Describe how you preprocessed the data. Why did you choose that technique?

Answer:

First I converted all the images to grayscale. I also experimented with using a YUV color space but found that grayscale preformed slight better. This is likely due to the fact that most of traffic signs in this dataset are the same color (red or blue) and therefore color alone is a poor predictor of class. By stripping out color the CNN is forced to instead develop features based on the geometry.

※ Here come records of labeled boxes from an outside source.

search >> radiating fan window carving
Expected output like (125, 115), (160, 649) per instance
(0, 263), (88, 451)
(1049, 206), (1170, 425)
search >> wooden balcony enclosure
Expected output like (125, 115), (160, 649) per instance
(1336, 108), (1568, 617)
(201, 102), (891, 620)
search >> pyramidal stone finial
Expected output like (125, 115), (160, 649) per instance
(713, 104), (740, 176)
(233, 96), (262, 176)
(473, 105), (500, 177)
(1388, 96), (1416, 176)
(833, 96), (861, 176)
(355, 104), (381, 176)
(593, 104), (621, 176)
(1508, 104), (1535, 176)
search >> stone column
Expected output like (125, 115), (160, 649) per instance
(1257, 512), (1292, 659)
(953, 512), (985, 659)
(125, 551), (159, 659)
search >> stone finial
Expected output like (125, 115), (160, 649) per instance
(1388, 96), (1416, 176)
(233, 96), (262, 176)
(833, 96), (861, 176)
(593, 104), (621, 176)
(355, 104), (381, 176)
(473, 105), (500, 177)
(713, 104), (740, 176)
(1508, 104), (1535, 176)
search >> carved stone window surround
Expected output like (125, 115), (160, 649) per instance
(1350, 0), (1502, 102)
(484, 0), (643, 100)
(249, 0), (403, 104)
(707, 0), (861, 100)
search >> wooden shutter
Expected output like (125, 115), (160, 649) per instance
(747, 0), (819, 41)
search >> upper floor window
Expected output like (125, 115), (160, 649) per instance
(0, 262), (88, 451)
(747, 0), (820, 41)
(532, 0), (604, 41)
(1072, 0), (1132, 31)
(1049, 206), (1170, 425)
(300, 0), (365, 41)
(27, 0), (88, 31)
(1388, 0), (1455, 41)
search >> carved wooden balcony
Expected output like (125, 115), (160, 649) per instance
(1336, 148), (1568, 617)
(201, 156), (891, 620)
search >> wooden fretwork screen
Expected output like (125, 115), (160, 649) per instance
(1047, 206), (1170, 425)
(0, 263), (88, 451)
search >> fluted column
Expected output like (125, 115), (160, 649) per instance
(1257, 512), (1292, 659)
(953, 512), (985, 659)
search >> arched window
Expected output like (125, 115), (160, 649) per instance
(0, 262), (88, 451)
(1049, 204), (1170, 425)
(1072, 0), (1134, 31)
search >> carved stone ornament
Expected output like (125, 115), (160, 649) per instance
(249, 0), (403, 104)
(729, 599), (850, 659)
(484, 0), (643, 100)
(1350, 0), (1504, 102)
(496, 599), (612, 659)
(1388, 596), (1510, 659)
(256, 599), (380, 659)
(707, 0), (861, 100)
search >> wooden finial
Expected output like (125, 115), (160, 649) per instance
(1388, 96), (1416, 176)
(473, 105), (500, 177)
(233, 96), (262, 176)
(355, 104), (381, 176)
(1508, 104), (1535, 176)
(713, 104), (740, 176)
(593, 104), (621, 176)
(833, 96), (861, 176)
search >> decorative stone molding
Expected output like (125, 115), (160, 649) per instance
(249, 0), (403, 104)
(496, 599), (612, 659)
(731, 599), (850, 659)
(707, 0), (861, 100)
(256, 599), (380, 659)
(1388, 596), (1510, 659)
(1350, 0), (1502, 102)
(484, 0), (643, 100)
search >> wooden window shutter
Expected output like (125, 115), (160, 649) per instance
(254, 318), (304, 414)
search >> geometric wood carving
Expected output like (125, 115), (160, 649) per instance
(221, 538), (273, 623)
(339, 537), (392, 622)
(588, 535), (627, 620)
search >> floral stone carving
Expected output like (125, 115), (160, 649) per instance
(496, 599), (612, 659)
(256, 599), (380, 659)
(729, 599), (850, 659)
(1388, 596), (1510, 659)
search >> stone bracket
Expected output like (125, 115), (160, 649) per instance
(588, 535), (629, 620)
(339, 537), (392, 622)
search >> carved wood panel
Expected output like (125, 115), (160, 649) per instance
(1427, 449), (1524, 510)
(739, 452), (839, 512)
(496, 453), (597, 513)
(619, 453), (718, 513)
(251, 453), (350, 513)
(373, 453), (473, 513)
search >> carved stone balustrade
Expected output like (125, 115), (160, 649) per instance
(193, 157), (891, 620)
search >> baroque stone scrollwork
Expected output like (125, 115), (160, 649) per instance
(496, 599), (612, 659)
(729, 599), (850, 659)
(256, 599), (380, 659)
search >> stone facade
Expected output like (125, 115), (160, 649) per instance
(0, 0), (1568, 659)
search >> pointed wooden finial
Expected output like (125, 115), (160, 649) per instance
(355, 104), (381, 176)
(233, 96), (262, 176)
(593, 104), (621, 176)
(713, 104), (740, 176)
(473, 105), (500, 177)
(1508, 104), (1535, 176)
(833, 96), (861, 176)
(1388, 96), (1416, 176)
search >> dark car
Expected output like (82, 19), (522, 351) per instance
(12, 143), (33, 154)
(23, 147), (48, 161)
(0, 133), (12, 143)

Second I preformed both a global histogram equalization to correct for differing contrasts due to lighting conditions. Then I preformed a local histogram equalization to further accent the edges and curves of the signs.

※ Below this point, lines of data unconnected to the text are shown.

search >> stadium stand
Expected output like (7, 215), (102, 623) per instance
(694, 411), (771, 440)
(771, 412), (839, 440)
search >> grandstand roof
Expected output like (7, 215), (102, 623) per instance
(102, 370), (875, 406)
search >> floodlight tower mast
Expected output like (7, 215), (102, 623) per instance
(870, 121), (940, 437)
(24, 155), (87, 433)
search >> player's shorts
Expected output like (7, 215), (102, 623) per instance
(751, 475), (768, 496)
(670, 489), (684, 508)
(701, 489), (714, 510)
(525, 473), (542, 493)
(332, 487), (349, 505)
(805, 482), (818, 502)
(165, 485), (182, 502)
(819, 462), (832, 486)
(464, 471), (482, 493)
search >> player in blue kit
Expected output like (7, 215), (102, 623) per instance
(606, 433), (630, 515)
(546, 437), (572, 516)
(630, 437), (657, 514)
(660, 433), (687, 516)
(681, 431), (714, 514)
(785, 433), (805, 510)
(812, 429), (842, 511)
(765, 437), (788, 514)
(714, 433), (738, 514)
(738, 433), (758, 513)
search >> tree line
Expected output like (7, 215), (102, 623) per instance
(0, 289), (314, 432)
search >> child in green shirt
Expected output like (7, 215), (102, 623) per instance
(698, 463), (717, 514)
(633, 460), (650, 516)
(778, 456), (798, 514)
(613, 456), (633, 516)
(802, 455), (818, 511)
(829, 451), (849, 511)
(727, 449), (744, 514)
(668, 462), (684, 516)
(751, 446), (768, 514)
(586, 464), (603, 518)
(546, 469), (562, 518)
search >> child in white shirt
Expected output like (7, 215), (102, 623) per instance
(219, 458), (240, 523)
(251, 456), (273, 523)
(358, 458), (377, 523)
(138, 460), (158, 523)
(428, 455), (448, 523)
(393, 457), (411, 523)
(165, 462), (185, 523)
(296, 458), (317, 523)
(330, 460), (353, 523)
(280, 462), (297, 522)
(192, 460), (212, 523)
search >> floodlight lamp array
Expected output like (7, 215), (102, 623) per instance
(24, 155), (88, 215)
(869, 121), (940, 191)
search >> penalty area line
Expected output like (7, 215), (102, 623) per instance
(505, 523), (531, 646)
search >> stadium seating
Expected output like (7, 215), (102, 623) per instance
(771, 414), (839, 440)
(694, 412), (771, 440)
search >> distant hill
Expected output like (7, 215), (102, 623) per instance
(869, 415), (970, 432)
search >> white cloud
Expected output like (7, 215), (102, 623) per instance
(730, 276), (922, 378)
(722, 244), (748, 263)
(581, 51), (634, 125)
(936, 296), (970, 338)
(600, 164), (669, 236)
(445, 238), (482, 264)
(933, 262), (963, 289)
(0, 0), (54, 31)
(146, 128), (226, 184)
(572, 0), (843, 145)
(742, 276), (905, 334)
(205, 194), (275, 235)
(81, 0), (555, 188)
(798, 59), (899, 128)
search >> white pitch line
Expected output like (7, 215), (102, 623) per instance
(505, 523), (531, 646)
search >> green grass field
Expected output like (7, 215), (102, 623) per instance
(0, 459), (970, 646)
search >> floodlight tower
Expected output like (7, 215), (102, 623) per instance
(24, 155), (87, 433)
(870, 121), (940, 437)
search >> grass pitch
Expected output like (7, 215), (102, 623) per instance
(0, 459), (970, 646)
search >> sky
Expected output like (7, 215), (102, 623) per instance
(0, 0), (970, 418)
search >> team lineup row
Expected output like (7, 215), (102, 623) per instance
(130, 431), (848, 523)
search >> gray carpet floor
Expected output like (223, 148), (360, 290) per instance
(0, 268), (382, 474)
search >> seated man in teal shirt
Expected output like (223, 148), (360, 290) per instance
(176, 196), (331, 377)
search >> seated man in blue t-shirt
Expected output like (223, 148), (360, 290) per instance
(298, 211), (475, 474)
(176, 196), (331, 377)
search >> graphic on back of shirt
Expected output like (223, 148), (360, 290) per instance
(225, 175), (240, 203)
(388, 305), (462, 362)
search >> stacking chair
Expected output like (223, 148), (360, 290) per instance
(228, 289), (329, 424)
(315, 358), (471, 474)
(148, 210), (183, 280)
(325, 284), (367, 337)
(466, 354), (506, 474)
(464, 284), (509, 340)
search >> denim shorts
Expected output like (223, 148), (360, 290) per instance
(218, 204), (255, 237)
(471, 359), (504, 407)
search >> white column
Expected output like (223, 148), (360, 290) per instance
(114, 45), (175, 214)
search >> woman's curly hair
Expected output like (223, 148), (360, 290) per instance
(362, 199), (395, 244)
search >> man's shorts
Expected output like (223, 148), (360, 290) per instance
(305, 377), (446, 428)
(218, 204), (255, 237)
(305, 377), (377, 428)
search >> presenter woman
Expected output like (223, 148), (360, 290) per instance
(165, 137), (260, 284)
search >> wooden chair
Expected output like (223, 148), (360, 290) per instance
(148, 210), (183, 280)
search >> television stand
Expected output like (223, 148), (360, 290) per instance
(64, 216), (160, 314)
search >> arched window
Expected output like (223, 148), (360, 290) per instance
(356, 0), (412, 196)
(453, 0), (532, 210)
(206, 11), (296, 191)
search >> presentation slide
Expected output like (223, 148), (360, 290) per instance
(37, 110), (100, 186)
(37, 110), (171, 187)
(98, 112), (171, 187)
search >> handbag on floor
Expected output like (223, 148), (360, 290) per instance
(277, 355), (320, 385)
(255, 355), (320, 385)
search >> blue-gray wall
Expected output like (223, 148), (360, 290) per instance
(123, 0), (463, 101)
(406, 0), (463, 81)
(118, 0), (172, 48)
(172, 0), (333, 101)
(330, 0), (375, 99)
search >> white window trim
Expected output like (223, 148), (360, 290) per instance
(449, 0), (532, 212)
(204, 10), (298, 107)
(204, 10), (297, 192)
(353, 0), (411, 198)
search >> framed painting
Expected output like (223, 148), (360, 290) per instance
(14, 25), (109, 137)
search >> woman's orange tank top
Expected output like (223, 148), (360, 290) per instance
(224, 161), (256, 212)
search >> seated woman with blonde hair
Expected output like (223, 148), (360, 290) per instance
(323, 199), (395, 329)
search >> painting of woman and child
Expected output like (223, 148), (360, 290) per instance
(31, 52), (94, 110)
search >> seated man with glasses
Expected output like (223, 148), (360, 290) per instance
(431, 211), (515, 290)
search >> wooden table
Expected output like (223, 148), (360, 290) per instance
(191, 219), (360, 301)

Finally I normalized the pixel values to be between zero and one.

Question 2

Describe how you set up the training, validation and testing data for your model. Optional: If you generated additional data, how did you generate the data? Why did you generate the data? What are the differences in the new dataset (with generated data) from the original dataset?

Answer:

The training set provided is made up of a series of 30 images of each individual traffic sign as the camera approaches. Since most of the images are duplicates, picking a validation set in a purely random manner would be a poor indicator of accuracy since it would be validating on data that the model had trained on. Therefore I choose to pick (as cued to in the above mentioned paper) a set of 30 images from each of the 43 class. The result is a validation set of 1290.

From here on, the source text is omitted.